B.    Munculnya nasionalisme
Nasionalisme yang dalam pembahasan kita kali ini adalah bagaimana kaum Yahudi (zionizme) mendirikan sebuah negara yang berdaulat yang ditopang dengan jiwa-jiwa nasionalis kaum Yahudi yang ada di berbagai negara, terutama yang berada di negara-negara Dunia I. Pada abad 19 muncul ke permukaan dua masalah penting yang berhubungan dengan Yahudi terhadap era baru. Pertama, adalah masalah nasionalisme Yahudi karena masalah ini telah menjadi buah bibir di negeri-negeri yang di dalamnya terdapat kaum Yahudi seperti Polandia, Rumania, Spanyol dan Belanda, maka tentulah terlintas pada benak mereka untuk menuntut sebuah bangsa yang independen disamping sebuah negara yang akan dibantu dalam penguasaan oleh beberapa negara. Kedua, adalah masalah persamaan hak-hak umum, sebagian bangsa mengakui adanya persamaan ini. Akan tetapi sebagian lain menolak untuk menganggap kaum Yahudi termasuk nasionalis, karena nasionalisme tidak menerima kesetiaan kepada dua negara pada satu waktu, orang-orang Yahudi dimana saja mereka berada mulai meneriakkan sebuah tanah air bagi mereka. Pada periode ini buku yang diterbitkan oleh seorang Yahudi, Moritz Hees dengan judul “Roma Yerussalem” yang isinya secara keseluruhan berkisar pada perlunya mengakui bangsa Yahudi sebagai kaum nasionalis Yerussalem dan sebagai sentral mereka, sebagaimana Roma dijadikan sebagai sentral gereja dunia (dikutip dari buku Inilah Zionisme, oleh Abbas Mahmud, Desember 1996).
Ketika orang-orang Yahudi merasa bahwa mendirikan tanah air bukanlah persoalan yang begitu sukar, mereka menolak semua usaha kearah tersebut. Perhatian mereka mulai terpusatkan pada konsep Negara Yahudi karena mereka tidak puas atas sebuah tanah air yang hanya terbatas pada tempat tinggal, akan tetapi mereka hingga tahap ini masih dalam memilih tempat diantara Uganda di Afrika atau salah satu propinsi di Amerika Serikat, atau sebuah kawasan hitam antara Rusia dan Balkan. Salah satu organisasi Yahudi yang terkuat yaitu “Uquda Israel”  yang pada awalnya menentang keras konsep tanah air ini, namun setelah Perang Dunia I baru mengubah sikapnya mendukung konsep ini yang kemudian dirumuskan dengan jelas dalam Konferensi Paal di Swiss 1897 yang mengeluarkan keputusan menetapkan bahwa Zionisme adalah gerakan yang bertujuan untuk mendirikan sebuah tanah air yang sah dan diakui di Palestina bagi rakyat Yahudi. Konferensi ini juga menetapkan sarana-sarana yang cocok untuk mrealisasikan impian tersebut yaitu :
1.     meningkatkan taraf usaha tani, industri, niaga orang-orang Yahudi yang berdomisili di Palestina
2.    orang-orang Yahudi di seluruh dunia harus membentuk organisasi setempat atau menyesuaikan dengan undang-undang yang berlaku di setiap negara
3.    menguatkan kesadaran orang-orang Yahudi dimana saja mereka berada
4.    mengambil langkah pertama guna mendapatkan dukungan setia pemerintah.

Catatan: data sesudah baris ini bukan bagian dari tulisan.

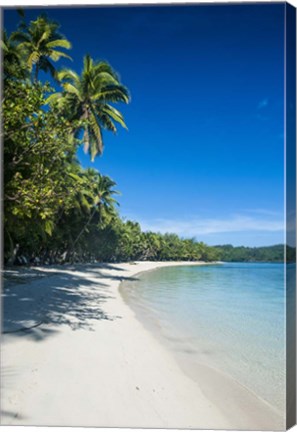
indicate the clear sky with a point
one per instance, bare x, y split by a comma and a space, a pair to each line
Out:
203, 155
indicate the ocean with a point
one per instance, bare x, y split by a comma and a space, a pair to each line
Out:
230, 317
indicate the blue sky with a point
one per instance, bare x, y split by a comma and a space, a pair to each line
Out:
203, 155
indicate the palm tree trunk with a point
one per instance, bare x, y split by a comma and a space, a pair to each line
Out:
84, 227
36, 72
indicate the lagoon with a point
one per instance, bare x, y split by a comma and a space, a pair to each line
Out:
229, 317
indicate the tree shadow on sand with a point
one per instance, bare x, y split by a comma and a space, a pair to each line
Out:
73, 296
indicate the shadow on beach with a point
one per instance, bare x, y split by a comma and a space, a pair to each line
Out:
35, 299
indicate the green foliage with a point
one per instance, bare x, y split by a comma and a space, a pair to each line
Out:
41, 44
86, 98
274, 253
55, 210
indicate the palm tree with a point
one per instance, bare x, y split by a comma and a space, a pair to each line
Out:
98, 193
13, 61
86, 99
40, 41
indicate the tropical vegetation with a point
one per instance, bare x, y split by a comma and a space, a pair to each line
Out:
55, 211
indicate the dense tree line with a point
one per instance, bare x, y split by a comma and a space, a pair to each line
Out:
54, 210
274, 253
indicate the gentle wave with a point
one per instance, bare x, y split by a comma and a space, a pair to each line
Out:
230, 317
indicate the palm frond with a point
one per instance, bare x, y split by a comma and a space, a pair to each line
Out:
56, 55
62, 43
114, 114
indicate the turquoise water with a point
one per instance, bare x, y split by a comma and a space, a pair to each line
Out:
229, 317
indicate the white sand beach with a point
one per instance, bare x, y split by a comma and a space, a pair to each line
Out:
85, 360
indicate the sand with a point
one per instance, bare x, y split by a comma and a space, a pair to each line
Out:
74, 354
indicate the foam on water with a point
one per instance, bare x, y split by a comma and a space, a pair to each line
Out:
230, 317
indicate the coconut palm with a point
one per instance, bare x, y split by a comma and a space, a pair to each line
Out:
96, 197
13, 61
86, 99
41, 43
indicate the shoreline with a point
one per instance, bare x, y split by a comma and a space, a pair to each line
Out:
113, 371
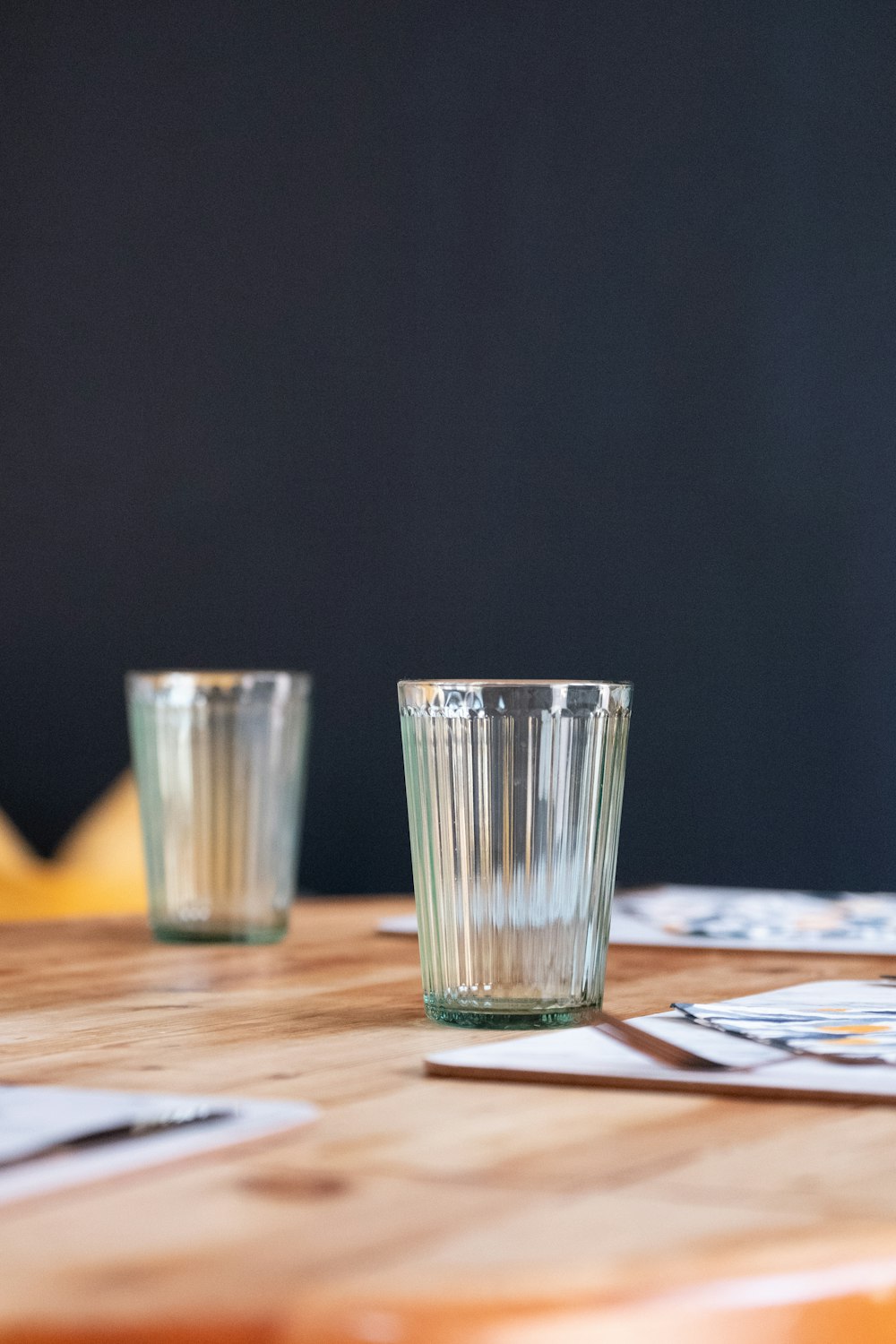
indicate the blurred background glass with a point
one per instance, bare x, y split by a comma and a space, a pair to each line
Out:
389, 338
220, 760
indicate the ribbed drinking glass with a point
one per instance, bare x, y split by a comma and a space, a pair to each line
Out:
220, 760
514, 793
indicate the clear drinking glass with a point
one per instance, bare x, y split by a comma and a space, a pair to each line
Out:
220, 760
514, 792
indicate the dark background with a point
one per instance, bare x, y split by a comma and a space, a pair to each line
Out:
463, 339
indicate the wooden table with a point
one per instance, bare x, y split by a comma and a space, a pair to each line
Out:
416, 1209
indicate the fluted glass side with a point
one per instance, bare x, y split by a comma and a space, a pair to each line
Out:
514, 793
220, 760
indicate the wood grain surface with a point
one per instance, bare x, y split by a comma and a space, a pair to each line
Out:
416, 1209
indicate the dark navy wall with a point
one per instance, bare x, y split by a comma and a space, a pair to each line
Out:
489, 339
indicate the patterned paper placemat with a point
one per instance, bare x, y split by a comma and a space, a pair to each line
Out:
584, 1055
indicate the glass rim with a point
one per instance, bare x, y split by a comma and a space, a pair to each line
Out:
470, 683
159, 679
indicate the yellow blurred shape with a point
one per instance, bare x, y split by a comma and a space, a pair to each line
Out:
97, 870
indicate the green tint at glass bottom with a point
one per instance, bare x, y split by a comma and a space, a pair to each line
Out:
522, 1015
257, 935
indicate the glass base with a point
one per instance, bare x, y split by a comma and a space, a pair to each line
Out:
238, 935
508, 1016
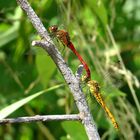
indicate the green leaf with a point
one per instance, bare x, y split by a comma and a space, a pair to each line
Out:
45, 67
99, 9
13, 107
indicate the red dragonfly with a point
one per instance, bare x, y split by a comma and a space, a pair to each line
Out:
64, 37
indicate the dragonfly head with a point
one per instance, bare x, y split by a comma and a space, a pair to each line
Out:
53, 28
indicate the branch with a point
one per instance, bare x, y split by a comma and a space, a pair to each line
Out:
69, 77
42, 118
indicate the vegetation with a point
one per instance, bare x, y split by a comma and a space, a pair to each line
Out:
106, 33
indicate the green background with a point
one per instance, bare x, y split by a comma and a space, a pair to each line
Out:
106, 33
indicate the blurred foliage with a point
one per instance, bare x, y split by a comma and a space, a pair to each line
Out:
106, 33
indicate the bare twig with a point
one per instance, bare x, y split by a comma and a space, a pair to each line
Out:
71, 80
42, 118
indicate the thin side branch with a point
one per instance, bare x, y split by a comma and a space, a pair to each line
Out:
69, 77
42, 118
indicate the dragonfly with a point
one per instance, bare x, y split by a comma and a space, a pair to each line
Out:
64, 37
94, 88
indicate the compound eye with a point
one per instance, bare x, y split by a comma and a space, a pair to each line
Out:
53, 28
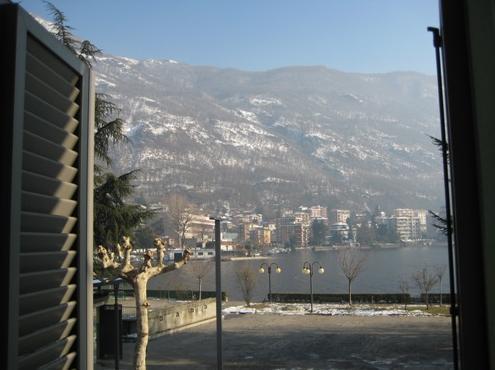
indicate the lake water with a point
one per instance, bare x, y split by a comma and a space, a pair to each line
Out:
383, 271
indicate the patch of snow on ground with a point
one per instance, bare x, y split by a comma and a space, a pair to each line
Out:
264, 101
323, 309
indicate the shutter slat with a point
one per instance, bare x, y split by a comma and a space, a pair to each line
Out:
33, 202
48, 112
45, 148
44, 318
32, 119
43, 261
39, 222
46, 167
43, 280
37, 301
46, 130
39, 338
63, 363
46, 242
47, 354
36, 183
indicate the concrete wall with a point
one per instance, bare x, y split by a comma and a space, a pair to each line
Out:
166, 320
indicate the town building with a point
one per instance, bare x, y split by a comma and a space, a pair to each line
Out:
409, 224
318, 212
339, 215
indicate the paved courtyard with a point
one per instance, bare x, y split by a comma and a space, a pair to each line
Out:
306, 342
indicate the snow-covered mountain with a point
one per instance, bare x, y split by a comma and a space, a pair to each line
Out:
282, 137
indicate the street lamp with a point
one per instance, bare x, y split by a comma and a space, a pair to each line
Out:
116, 283
308, 269
278, 270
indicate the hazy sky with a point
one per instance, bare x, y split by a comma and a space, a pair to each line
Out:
350, 35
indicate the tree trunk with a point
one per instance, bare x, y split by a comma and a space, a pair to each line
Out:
441, 292
140, 284
349, 290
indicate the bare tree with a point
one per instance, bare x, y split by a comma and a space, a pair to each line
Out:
439, 273
139, 276
404, 289
179, 216
199, 269
425, 281
352, 264
246, 277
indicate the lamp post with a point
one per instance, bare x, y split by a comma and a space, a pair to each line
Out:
278, 270
308, 269
116, 283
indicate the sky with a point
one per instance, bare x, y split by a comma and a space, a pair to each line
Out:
369, 36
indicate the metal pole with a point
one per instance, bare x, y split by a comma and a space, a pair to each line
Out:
311, 285
218, 280
270, 284
437, 43
117, 326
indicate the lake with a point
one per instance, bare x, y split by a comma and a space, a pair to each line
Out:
383, 271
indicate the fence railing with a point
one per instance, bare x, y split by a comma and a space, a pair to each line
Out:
358, 298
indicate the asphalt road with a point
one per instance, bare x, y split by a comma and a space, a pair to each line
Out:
306, 342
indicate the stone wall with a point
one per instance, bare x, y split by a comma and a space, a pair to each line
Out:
179, 316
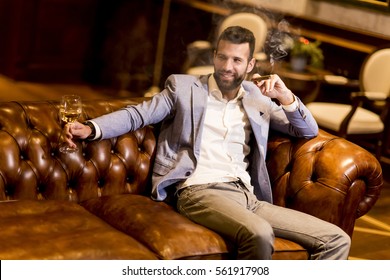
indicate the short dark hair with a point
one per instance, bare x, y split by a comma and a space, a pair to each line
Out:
239, 35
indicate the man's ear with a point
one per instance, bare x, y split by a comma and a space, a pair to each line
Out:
251, 65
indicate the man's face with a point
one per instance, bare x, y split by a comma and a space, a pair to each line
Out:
231, 65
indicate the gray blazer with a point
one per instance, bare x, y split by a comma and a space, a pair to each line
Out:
181, 109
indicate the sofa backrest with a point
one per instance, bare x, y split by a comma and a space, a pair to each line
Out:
31, 166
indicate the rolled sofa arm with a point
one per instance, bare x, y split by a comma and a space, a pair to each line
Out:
327, 176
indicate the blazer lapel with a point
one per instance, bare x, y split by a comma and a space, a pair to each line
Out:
199, 93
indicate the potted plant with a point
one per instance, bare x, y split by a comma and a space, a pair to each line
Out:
304, 52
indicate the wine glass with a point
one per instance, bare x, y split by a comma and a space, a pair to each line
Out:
70, 111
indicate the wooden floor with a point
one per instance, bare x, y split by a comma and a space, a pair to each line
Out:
371, 237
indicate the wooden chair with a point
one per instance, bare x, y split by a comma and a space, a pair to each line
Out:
366, 120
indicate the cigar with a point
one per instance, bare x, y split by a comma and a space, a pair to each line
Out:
261, 78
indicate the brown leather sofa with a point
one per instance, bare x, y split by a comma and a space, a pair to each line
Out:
95, 204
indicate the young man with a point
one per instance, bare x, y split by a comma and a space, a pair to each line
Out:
212, 148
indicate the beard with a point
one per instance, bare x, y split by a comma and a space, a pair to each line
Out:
228, 85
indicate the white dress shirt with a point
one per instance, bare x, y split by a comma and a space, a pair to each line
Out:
225, 138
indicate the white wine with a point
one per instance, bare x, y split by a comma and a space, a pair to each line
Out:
70, 116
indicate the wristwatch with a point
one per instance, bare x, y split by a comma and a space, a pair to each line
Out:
93, 130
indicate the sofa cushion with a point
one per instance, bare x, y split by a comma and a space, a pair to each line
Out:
61, 230
158, 226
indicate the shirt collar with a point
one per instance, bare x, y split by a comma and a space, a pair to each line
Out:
216, 92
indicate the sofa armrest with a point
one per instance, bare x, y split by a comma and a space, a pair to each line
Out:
327, 176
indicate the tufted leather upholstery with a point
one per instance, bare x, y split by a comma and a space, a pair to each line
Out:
95, 204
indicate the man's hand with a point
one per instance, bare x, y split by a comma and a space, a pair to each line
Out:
274, 87
75, 130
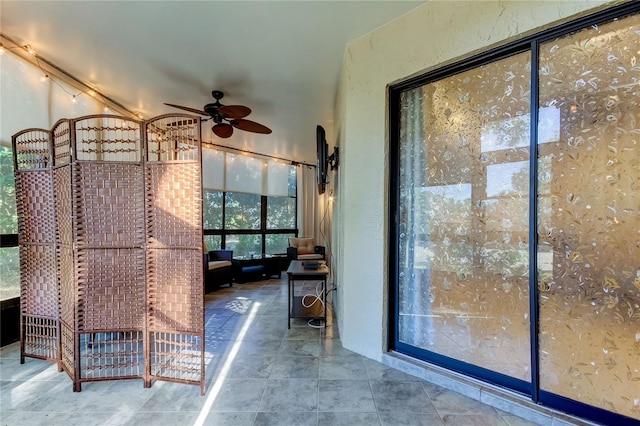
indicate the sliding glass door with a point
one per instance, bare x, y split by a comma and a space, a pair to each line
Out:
589, 217
516, 207
463, 216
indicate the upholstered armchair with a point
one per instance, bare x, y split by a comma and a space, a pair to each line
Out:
304, 248
218, 269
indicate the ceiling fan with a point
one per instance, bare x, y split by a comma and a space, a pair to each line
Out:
226, 117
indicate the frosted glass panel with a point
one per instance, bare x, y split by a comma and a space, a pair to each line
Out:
244, 174
463, 217
589, 218
278, 178
212, 169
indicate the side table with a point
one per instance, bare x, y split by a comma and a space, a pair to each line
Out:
297, 272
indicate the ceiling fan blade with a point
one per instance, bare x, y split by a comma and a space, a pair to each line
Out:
222, 130
234, 111
250, 126
193, 110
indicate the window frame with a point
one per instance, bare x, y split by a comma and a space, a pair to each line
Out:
263, 231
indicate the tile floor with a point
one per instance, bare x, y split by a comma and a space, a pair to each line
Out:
258, 372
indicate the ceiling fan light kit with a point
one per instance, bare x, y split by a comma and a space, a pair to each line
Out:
226, 117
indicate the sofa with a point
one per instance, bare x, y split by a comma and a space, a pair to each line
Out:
218, 269
304, 248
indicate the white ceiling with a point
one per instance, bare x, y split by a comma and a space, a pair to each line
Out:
280, 58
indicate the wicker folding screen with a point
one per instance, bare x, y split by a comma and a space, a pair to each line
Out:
126, 287
175, 289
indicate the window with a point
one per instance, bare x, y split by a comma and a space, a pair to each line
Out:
484, 231
249, 203
9, 254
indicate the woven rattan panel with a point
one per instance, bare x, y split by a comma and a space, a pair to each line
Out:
39, 301
109, 204
39, 287
111, 288
63, 204
35, 207
111, 248
175, 290
68, 353
67, 280
62, 143
174, 208
39, 322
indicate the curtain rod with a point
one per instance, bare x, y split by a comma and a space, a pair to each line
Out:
293, 163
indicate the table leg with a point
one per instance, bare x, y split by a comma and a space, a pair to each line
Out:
289, 302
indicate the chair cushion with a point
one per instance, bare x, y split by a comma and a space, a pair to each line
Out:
309, 256
304, 245
217, 264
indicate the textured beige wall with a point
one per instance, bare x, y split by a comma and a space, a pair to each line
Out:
27, 102
435, 33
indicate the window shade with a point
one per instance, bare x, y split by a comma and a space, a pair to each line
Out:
225, 171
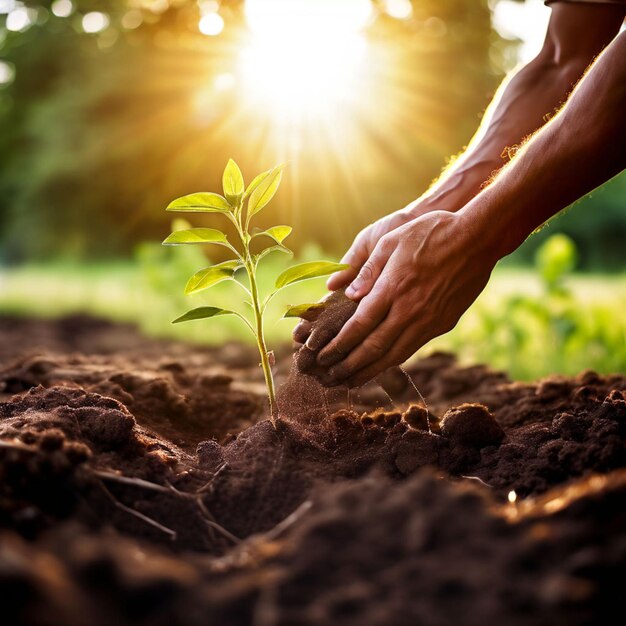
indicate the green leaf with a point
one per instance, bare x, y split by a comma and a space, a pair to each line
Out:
302, 309
205, 202
263, 253
304, 271
265, 191
202, 312
196, 235
180, 224
277, 233
232, 181
210, 276
256, 182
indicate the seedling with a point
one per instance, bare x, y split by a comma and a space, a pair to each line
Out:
240, 204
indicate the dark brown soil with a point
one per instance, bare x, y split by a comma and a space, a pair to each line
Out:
140, 484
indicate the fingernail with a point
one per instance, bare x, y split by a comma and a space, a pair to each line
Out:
311, 344
324, 359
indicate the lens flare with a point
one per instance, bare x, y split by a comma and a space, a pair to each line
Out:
305, 58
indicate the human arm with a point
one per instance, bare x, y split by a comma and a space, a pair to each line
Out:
426, 273
576, 34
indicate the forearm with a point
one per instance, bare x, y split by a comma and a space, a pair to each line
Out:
579, 149
577, 34
519, 109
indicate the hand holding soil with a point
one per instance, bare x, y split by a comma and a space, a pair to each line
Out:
415, 286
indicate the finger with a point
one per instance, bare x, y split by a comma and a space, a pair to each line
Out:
405, 346
374, 348
371, 270
302, 331
371, 311
355, 256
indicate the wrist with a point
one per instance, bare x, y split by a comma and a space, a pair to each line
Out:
487, 234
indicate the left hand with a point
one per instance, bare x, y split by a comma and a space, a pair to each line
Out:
416, 284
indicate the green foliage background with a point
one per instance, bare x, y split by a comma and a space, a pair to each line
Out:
98, 133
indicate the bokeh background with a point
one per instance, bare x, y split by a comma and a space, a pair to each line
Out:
110, 109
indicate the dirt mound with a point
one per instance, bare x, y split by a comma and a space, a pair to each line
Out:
144, 487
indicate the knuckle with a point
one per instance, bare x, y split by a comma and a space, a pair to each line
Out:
375, 346
360, 323
386, 244
367, 272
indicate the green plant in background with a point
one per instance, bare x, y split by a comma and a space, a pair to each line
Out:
240, 204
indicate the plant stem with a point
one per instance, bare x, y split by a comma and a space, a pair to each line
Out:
260, 338
257, 308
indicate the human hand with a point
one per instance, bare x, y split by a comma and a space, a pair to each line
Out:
358, 253
415, 285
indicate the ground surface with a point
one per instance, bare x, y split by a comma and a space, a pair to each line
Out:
140, 484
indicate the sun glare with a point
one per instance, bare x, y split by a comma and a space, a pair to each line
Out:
304, 58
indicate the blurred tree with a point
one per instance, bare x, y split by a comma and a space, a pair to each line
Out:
100, 129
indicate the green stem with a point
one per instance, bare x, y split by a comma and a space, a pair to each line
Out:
260, 338
257, 308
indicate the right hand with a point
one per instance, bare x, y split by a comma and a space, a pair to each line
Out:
364, 244
359, 252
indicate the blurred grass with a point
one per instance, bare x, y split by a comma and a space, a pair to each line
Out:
521, 323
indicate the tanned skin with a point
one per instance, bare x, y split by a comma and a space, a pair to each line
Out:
416, 271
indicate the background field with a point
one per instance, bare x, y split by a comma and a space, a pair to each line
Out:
108, 110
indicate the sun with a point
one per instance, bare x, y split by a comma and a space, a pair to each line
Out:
305, 58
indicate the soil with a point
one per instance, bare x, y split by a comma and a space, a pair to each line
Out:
140, 483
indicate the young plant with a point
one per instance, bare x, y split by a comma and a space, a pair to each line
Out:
240, 204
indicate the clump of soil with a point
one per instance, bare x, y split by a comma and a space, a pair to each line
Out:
140, 484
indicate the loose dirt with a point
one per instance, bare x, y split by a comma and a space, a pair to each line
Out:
141, 484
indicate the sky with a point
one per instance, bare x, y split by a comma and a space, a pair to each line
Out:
526, 20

Untuk lebih meningkatkan pelaksanaan haluan politiknya yang agresif, kaum zionis memerlukan langkah-langkah penyempurnann secara menyeluruh. Orang-orang Yahudi yang sudah terhimpun dalam berbagai organisasi dan disatukan dalam satu wadah besar yaitu Kongres Yahudi se-Dunia yang telah di bentuk sejak abad XVIII. Perubahan yang paling besar setelah Perang Dunia II adalah “mengalirnya” atau lebih tepatnya perpindahan orang-orang Yahudi dari berbagai negara ke Israel. Hingga akhir tahun 1991 saja tidak kurang dari Lima juta kaum perantau Yahudi pergi menetap ke Israel yang mereka sebut sebagai tanah leluhurnya. Sementara itu, masyarakat Yahudi yang memegang idelogi zionis di luar negeri yang sebagian telah menukar kewarganegaraan itu tetap memelihara hubungan dengan Israel. Sebaliknya, pemerintah Israel juga secara timbal balik melakukan berbagai usaha untuk melindungi masyarakat Yahudi di perantauan.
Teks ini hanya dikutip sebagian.